There are more than 80 grape varieties grown in Portugal's Douro Valley and surrounding regions for use in the production of Port wine. Many are exclusive to Portugal, which makes Port wine from Portugal unique. It's so unique, in fact, that only Portuguese-made Port can carry the identifying term "Porto" on the label. Port takes its name from the Portuguese city of Oporto, situated where the Douro River enters the Atlantic Ocean. It's the second largest city in Portugal and well placed to receive and distribute wine and other products produced from Douro Valley harvests.
Port is recognized as a fortified red wine, but there are a number of varieties and one notable exception to this rule:
- Ruby Port - This young wine is aged, but only for about three years. It's one of the least expensive Ports on the market -- and one of the most popular.
- Vintage Port - On the other end of the spectrum, vintage Port is the highest quality Port available. It's created from a single year's blended harvest across a number of vineyards (or Quintas) and aged 20 years or more. It's often placed in oak casks for six months and then transferred to bottles. When a Vintage Port is produced by a single Quinta, it's called a Single Quinta Vintage Port.
- Late Bottled Vintage - Sometimes confused with vintage Port, a Late Bottled Vintage designation (LBV) means that a Port was made from grapes grown in a specific year, but the resulting wine was aged in oak for four to six years and then bottled and marketed.
- Vintage Character Port - This cross is a Port made from multiple vintages (blends from more than one year) but designed to taste like a single vintage variety.

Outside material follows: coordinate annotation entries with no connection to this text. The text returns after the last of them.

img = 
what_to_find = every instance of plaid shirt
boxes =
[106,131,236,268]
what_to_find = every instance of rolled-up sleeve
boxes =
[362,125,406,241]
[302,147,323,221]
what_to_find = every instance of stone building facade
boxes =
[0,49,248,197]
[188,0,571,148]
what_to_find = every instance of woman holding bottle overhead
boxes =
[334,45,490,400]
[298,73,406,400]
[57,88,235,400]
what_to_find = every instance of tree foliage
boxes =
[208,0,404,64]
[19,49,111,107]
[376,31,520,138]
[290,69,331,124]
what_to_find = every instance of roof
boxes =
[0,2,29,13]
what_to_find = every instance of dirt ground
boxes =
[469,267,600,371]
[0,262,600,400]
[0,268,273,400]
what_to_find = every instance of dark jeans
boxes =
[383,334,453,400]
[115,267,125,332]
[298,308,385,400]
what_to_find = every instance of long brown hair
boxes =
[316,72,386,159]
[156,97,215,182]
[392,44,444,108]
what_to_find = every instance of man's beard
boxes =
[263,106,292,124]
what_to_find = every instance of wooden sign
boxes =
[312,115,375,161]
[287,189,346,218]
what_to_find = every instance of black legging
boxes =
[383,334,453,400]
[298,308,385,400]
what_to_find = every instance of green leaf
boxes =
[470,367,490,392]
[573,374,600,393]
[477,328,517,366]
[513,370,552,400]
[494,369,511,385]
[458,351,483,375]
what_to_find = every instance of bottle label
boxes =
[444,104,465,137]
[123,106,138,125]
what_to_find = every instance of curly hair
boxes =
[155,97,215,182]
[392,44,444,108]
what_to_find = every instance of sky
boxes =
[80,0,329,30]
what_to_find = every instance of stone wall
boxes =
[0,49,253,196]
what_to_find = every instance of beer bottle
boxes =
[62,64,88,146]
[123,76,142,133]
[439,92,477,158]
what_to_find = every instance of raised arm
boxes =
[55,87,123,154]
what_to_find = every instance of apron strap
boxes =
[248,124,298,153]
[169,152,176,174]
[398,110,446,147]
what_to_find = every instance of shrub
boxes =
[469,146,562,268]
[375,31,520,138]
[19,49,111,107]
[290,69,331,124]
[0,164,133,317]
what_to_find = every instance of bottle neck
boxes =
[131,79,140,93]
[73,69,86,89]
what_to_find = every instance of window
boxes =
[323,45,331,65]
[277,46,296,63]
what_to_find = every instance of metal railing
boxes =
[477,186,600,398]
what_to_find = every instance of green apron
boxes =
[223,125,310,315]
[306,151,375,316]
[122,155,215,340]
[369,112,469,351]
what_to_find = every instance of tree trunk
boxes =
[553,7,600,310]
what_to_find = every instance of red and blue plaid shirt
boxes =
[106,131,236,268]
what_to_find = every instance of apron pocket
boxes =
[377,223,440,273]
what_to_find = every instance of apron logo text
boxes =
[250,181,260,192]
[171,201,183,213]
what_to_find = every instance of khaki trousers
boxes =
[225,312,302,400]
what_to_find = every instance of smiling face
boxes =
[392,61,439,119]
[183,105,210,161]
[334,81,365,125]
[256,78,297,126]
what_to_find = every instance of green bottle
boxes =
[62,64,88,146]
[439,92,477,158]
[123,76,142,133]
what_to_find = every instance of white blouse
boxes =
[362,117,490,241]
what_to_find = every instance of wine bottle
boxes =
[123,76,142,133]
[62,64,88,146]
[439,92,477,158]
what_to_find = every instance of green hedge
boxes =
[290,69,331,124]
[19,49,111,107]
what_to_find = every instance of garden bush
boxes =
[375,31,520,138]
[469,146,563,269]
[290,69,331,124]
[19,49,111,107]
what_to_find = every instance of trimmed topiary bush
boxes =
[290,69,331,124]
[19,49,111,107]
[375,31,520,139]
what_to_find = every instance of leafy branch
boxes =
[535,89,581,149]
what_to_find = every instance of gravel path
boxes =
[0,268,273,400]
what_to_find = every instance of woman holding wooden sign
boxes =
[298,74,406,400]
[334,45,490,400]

- Tawny Port - Light or reddish brown in color, tawnies are aged in casks and gathered from multiple vintages. They get their lighter color from wood aging and tend to be among the sweetest Ports available. Some tawnies are aged for up to 40 years. A tawny Port produced from a single vintage is called a Colheita Port.
- White Port - Gold in color, white Port is made from white grapes, not red. It tends to be less sweet than a typical Port, too.
Most often served as a sweet dessert wine, Port is wonderful with chocolate and has often been paired with cheeses like stilton and cheddar. As a finish to a fine meal, Port is an elegant choice that works with the most decadent desserts, tart flavors like aged cheese, or all by itself.